D’un ton léger, caustique et frappant, Julia Deck s’attache à faire entendre la voix des espions puisque c’est pas leur correspondance romancée, les rapports à destination des directions des opérations locales ou du siège mondial que l’on prend connaissance de toutes les pièces s’assemblant peu à peu. Et les espions aussi connaissent les doutes du métier, se révélant être souvent des caractères abusés d’un côté de la branche espionne comme de celle espionnée, souvent insatisfaits du manque de reconnaissance ou pris au piège du dévouement feint qui se transforme en véritable affection pour leur « cible ». Loin de l’image traditionnelle plutôt sérieuse, austère et méticuleuse prêtée aux espions (coucou La Taupe), les envoyés de Sigma sont parfois monsieur ou madame tout-le-monde en mission dans un pays pas poilant, bien emmerdés par toutes les corvées qu’ils se tapent, ne pouvant pas s’empêcher d’émettre des avis personnels. L’industrie de l’espionnage n’échappe pas à la crise de l’emploi et engage au rabais.
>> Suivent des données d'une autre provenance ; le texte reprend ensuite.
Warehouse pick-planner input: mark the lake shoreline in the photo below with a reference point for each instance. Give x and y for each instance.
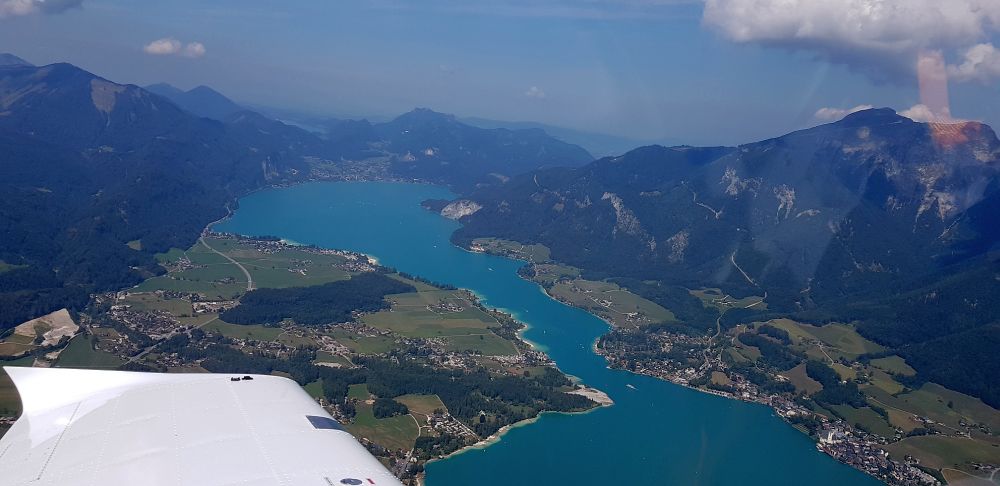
(388, 220)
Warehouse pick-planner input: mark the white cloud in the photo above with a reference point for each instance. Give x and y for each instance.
(535, 92)
(834, 114)
(879, 37)
(12, 8)
(168, 46)
(980, 62)
(163, 47)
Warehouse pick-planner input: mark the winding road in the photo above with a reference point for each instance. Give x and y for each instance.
(234, 262)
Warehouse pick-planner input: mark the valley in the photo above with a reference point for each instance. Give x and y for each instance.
(176, 323)
(909, 422)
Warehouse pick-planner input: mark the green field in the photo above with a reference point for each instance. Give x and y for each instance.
(610, 301)
(894, 364)
(803, 383)
(6, 267)
(325, 357)
(314, 389)
(845, 372)
(532, 253)
(10, 401)
(445, 314)
(15, 345)
(937, 451)
(420, 286)
(840, 340)
(885, 382)
(151, 302)
(932, 400)
(218, 278)
(423, 315)
(488, 344)
(397, 432)
(867, 418)
(81, 354)
(550, 273)
(422, 404)
(358, 392)
(364, 344)
(715, 298)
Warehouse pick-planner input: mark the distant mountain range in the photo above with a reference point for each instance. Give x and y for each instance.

Une lecture très sympathique, peut-être moins coup de cœur que Viviane Élizabeth Fauville mais qui ne se faufile pas très loin derrière. Fun fact : Deck entame toujours l’histoire de son dernier livre à l’endroit où le précédent s’est terminé (Viviane s’achevait dans un port, Le Triangle d’hiver se déroulait dans des villes portuaires et se terminait sur une exposition de peintures, Sigma se passe dans le monde de l’art…), ce qui rend le lecteur évoluant dans cet univers fermé sur lui-même encore plus friand de toutes les références, y compris cinématographiques, artistiques ou littéraires, à glaner au fil de la lecture.